Blue mosque viewed from a window of Haghia Sophia |
Greek jingoists could smugly counter that the Blue Mosque's senior architect Koca Mi'mâr Sinân Âğâ (generally considered the greatest Ottoman architect) was born to Orthodox Christian parents, and was likely an ethnic Greek or possibly Armenian.
I would be curious if Ancestry.com exists in Turkey: I doubt that it would be very popular since the notion of Ethnic Turk: a largely mythic concept promulgated by Ataturk who was born in Thessalonika, and Erdogan who is known to be in large part ethnic Laz (a Turkish minority related to the Georgians). His family came originally from Rize province near Georgia (Rize derives from the Greek "riza" meaning "root"-- interesting, no?) and the area was populated largely with Pontic Greeks until the Lausanne treaty population exchanges nearly 100 years ago. Many believe Erdogan likely has Greek antecedents as well as Laz. I suspect the vast majority of present day Turks have more Greek ethnic ancestry than Turkmen. I was shocked to see the distinctive Turkic physiognomies of the Kazakhs looked nothing like the populace I've observed in Turkey. Turks look like Greeks and vice versa. Because they are--which is the paradox underlying all the hostilities and much of the present day histrionics.
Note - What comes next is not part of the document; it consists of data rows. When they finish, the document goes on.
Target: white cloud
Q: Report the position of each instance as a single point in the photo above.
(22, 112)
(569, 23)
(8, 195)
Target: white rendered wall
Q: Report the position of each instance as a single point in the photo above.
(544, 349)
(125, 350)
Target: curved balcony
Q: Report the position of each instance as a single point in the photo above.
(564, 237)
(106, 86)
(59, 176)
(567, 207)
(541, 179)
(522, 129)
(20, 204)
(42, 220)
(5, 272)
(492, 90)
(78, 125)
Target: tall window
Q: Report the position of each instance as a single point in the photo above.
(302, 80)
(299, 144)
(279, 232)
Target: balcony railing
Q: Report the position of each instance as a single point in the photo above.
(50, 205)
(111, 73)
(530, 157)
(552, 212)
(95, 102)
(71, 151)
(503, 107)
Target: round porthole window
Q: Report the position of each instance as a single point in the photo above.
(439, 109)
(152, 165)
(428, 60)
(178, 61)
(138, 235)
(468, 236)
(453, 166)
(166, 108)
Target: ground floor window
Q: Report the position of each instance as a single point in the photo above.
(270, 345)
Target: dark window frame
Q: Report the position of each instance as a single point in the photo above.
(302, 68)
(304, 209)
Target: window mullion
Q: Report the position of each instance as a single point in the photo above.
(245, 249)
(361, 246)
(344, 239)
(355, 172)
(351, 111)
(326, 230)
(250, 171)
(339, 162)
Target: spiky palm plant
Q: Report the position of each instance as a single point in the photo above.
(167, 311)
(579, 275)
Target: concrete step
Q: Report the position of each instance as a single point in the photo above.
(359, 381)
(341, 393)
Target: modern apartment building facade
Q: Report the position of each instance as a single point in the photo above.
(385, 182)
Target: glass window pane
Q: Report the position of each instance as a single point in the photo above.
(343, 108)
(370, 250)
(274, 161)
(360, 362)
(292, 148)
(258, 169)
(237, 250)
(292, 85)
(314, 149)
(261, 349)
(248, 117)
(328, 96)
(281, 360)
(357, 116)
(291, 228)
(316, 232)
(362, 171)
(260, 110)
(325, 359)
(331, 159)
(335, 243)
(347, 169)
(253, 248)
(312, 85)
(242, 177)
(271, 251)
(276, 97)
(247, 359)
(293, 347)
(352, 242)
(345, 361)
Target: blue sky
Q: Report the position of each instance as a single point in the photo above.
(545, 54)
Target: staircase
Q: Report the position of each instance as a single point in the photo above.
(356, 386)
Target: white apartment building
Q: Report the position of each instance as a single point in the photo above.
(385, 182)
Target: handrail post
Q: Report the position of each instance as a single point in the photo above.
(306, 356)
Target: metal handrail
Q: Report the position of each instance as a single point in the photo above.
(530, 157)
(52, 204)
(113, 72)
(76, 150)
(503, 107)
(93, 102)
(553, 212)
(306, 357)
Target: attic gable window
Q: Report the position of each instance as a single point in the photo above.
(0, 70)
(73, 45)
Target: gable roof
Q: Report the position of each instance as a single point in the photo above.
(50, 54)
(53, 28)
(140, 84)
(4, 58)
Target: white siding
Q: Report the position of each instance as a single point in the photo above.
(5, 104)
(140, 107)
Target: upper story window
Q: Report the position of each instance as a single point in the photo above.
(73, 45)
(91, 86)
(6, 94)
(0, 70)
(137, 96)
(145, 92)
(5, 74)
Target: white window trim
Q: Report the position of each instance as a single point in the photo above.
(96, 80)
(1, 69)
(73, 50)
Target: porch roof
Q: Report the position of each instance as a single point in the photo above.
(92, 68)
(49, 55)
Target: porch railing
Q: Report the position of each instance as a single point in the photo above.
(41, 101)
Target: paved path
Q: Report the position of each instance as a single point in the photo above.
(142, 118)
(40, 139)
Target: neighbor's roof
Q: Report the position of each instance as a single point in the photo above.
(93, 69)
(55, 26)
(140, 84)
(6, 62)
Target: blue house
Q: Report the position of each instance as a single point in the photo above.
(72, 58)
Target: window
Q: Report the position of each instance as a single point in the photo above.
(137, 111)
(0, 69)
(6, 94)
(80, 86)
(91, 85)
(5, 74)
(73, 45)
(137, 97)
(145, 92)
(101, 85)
Of course we "Greeks" are every bit as mixed as the Turks (and likely have plenty of Turkic "blood" infused as well). I did Ancestry.com and was amused to discover that I'm 55% "Italian" (whatever THAT is). I don't have my chart handy, but I believe I do have a dash of "Greek" in there too!
The Russians have an expression: "scratch a Russian, find a Tatar". Both Italians and Greeks have the motto "same face, same race".
If and when the "me too" movement and "Minority Lives Matter" ever penetrate the hard ceramic shell of post Ottoman Turkishness, it will be interesting to see what psychological statues tumble. Erdogan notwithstanding, I suspect that artificially polarized but actually ethnically homogenized Anatolia may atone before America comes to terms with the odious burden of historic racism and white supremacy.
I am first on the waiting list for Justinian's Flea audio book at my local library. Thanks for the recommendation.
ReplyDeleteI should re-read it: I read it five or so years ago--little thinking we'd be re-living it!